When businesses borrow directly from investors instead of from banks, the cost of interest margin is eliminated from the transaction. Take the current margin of seven per cent, which is the difference between the interest cap of 14 per cent and deposit floor of seven per cent. Assuming it is shared equally between the investors and the borrower, an investor can get 10.5 per cent on their deposit and the borrower can borrow at 10.5 per cent. Granted, there is the cost of issuing the bond, which in this case should not exceed the benefit of 3.5 per cent. The investor also needs to be prepared to take a direct risk on the borrower.
Unlike banks that hold short-term deposits, pension funds have money on a long-term basis, usually an average of 10 to 20 years. This makes them a natural fit for investment in the bond market. A working bond market is a driver for a stable pension industry, and a growing pension industry drives the bond market. In fact, the traditional rule of thumb for pension fund investment is 60 per cent in bonds, and 40 per cent in the stock market.

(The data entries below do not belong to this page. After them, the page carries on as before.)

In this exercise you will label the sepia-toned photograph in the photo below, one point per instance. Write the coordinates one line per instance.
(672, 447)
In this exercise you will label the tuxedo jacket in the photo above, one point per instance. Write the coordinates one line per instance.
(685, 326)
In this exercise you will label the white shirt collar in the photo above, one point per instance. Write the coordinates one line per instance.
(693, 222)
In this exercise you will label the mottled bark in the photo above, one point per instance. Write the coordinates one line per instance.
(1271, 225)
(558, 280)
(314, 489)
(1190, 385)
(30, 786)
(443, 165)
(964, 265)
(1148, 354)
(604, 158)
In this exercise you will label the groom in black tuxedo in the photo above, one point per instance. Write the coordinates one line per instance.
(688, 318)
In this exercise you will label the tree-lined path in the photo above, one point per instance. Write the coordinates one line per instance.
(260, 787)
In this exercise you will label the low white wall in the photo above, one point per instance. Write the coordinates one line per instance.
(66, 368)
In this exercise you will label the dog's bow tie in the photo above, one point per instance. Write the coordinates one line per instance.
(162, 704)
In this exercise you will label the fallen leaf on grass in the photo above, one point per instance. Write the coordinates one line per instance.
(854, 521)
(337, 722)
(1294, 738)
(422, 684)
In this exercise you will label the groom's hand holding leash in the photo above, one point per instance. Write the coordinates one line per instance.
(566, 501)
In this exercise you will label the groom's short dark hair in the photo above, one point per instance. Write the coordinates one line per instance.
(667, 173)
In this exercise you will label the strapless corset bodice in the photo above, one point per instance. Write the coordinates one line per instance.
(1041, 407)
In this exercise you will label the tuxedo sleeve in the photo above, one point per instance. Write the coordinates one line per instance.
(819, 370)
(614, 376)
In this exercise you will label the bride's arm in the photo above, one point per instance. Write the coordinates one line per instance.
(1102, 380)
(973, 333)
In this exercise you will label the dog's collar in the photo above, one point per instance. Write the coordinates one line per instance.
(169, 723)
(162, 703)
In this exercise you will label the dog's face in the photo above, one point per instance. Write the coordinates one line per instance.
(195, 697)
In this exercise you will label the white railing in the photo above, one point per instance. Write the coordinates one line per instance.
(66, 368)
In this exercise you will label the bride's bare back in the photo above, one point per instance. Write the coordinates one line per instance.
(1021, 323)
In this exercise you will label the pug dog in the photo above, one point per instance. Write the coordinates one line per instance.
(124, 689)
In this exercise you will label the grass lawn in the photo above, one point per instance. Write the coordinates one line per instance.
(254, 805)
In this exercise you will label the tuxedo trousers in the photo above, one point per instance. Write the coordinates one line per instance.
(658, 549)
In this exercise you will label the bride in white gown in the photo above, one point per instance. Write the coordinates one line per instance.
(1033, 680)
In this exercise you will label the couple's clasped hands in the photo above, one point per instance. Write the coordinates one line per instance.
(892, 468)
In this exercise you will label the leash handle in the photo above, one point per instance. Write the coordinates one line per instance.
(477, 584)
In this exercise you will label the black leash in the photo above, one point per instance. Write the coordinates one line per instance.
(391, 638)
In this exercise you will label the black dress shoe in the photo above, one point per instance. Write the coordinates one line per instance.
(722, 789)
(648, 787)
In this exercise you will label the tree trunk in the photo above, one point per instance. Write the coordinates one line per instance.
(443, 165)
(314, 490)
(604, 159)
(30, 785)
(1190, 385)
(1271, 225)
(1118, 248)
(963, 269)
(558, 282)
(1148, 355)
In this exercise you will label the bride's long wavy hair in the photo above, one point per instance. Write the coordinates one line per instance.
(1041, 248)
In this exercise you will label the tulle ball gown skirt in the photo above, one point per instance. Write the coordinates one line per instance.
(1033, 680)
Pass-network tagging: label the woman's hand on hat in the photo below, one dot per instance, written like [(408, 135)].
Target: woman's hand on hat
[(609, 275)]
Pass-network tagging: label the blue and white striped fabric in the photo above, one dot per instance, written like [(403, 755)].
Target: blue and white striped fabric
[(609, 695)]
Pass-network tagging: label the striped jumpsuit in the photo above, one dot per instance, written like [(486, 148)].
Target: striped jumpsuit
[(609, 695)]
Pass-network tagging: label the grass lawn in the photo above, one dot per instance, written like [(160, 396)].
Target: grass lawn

The current decline in the bond market is, therefore, a risk to businesses and the economy. It leads to higher long-term borrowing costs for businesses at best, and lack of long-term funds at worst. This affects business expansion and employment creation. The impact goes further to the cost and availability of long-term funding in the housing sector as well, affecting individuals further. For pension funds, it means higher investment in the less predictable stock market, which affects their financial stability. Both affect the growth and stability of the economy. This makes the bond market a very important part of the financial market; for individuals, businesses and the economy.
It is no surprise that the rapid economic growth of Asian countries is closely linked to the developments in the bond market. It is, therefore, critically important that the current state of the bond market is resolved. There is no simple or easy way of going about it. But the solution must involve steps that allow investors to assess risks and build their confidence.